Along the U.S.-Mexico border, there is a lack of visibility for the Asian immigrant community. Juanita Molina, the Executive Director for Border Action Network, said, “There is a lack of discussion and acknowledgment of people coming and crossing this way.”

Death prevention – “That’s a humanitarian issue.”

Asian migrants from China, Korea, Vietnam, and India face the challenge of distance, it usually needs months or years of cover on their way to the U.S. border, making them incredibly vulnerable.

Molina said, “We see a lot of sick people come through, and we have experienced a very tragic loss.”

A six-year-old girl died after attempting to cross the U.S-Mexico border with her mother. Leaving from India, it took them about a year and a half to get to the border.

“She made it one mile into the United States,” said Molina. The little girl passed away due to sun exposure.

Molina said, “unfortunately, I don’t see much of a response from the federal government to prevent these deaths.”

The federal government has been putting a policy into force that pushes migrants to more and more dangerous areas.

In the last 15 years of death mapping and evaluation, Molina noticed people are dying closer to the international line at the Mexican border.

The extreme heat and cold of the desert cause life-threatening harm to the Asian migrants, who are malnourished, along with a lack of medical attention, and basic needs like water. Which has even been less accessible to them during the Covid-19 pandemic.

The primary responsibility in dealing with migrant death has been a voluntary response. Molina said, “so literally volunteers are going to the desert, packed with water, or creating water stations, to try to prevent death due to dehydration.

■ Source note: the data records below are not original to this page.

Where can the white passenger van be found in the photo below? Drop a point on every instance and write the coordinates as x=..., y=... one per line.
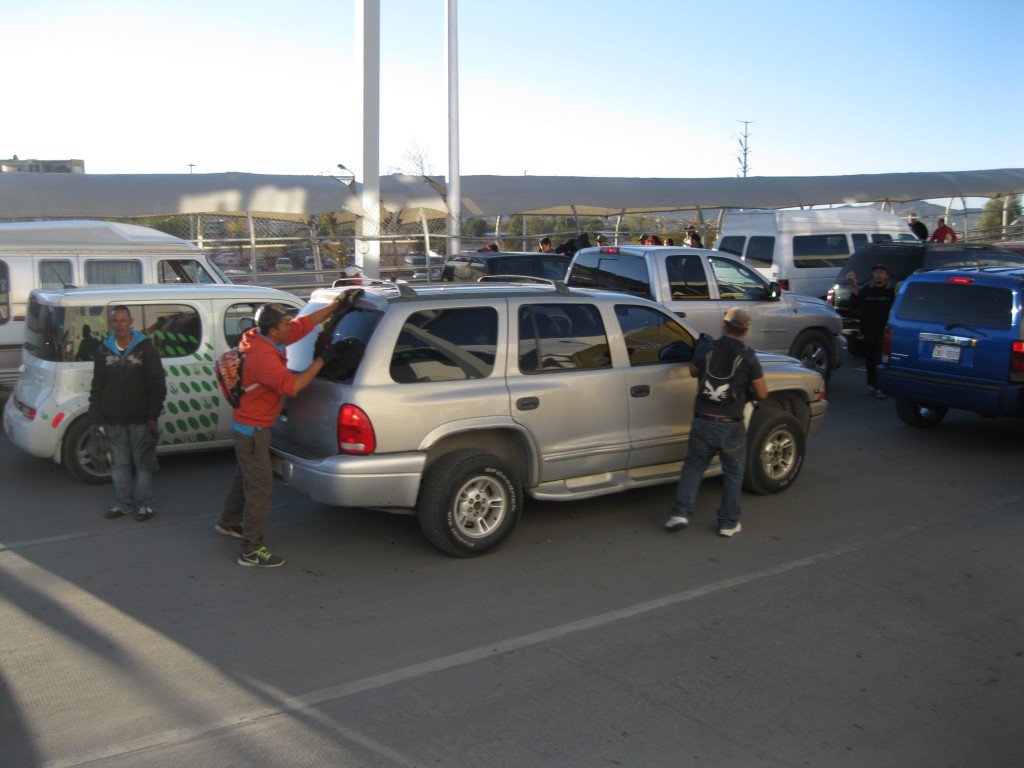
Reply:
x=47, y=254
x=802, y=250
x=190, y=326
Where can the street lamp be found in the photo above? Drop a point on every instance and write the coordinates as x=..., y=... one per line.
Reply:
x=346, y=176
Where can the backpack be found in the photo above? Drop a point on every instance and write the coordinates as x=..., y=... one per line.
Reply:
x=717, y=383
x=228, y=368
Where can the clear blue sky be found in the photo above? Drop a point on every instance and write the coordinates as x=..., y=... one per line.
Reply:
x=563, y=87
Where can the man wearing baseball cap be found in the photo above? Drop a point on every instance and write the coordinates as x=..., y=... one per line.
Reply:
x=728, y=374
x=266, y=381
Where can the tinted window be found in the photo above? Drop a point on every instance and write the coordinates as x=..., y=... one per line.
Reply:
x=55, y=273
x=561, y=337
x=445, y=345
x=955, y=304
x=238, y=320
x=111, y=271
x=686, y=276
x=737, y=282
x=646, y=331
x=514, y=266
x=936, y=259
x=761, y=251
x=819, y=250
x=611, y=270
x=900, y=263
x=732, y=244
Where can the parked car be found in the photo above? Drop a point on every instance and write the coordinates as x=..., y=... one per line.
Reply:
x=954, y=341
x=326, y=262
x=192, y=326
x=469, y=267
x=469, y=395
x=800, y=249
x=700, y=285
x=902, y=259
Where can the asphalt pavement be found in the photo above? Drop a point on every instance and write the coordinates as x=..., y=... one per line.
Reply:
x=870, y=615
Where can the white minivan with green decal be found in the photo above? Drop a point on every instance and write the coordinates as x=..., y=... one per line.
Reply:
x=190, y=326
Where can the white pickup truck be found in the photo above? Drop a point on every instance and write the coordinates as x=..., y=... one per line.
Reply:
x=700, y=285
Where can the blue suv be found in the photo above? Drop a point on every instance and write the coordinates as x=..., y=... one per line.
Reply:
x=953, y=340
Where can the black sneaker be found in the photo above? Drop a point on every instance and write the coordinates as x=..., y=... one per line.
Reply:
x=232, y=530
x=261, y=558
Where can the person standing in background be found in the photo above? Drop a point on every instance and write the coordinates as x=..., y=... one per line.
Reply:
x=125, y=400
x=916, y=226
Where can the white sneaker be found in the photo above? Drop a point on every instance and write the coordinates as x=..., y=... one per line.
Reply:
x=676, y=522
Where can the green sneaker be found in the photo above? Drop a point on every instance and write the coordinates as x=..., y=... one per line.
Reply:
x=261, y=558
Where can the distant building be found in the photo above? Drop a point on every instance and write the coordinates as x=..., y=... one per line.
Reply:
x=41, y=166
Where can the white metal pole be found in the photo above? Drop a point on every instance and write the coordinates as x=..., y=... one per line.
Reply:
x=368, y=65
x=455, y=181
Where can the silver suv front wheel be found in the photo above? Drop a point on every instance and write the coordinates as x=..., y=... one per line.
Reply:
x=774, y=451
x=469, y=503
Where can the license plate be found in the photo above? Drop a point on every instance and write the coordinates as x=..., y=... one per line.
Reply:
x=947, y=352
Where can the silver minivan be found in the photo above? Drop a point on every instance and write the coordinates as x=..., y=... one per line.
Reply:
x=190, y=326
x=456, y=401
x=54, y=254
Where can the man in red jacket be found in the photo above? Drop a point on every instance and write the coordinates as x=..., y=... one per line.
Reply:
x=267, y=381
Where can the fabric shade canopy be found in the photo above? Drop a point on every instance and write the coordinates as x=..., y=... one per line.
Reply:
x=60, y=195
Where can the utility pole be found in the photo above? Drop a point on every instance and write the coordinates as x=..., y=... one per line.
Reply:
x=744, y=147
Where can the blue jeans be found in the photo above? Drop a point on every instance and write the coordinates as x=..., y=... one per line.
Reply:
x=132, y=446
x=728, y=440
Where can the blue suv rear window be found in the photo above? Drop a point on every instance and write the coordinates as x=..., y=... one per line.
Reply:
x=957, y=305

As the pandemic went on and intensified, these volunteers were quarantined, “there was even less service in that area,” said Molina.

“That’s a humanitarian issue,” Celleri said.

“So it’s not right or wrong, it’s a human thing, it’s fulfilling necessities of life,” she said, “you know, I don’t think anybody wants somebody to die from thirst, so the work is much needed. “What’s sad is people don’t always see it that way,” said Celleri.

The Border Angel, which is a non-profit organization that lets volunteers bring water to the isolated desert area where the migrants are likely to cross, told Celleri that they went out there and found their water container with holes in them, that was slid open by somebody else and they left the trash there, rather than letting the migrants receive the water.

Battling bias – Immigration as a privilege?

Molina said the perception for many Asian migrants is that there is some kind of ill intent in migrating to the United States to begin with.

Kate Shattuck, a 33 years old removal defense attorney at the Catholic Charity in Portland, Oregon, thinks that recently in the last four years, in particular, asylum seeking has been thought of or talked about as a privilege in the U.S. national conversation on immigration.

“Our experience has been, I think, a real counterpoint to that viewpoint,” Shattuck said, sigh after a sigh.

Shattuck has a case involving a family from the Middle East, who lived in a country with the majority of Muslims and have converted to a different faith.

“They have received threats from family members, and the police there have refused to protect them.” She said, “and they believe that they will be harmed.”

“It’s not a privilege to not be tortured,” said Professor Lynn Marcus at the University of Arizona James E. Rogers College of Law, ”it’s a right.”

Shattuck said, “ I wish that people would realize that asylum seekers are not trying to take advantage of a privilege, cutting the line, or manipulating the immigration system.”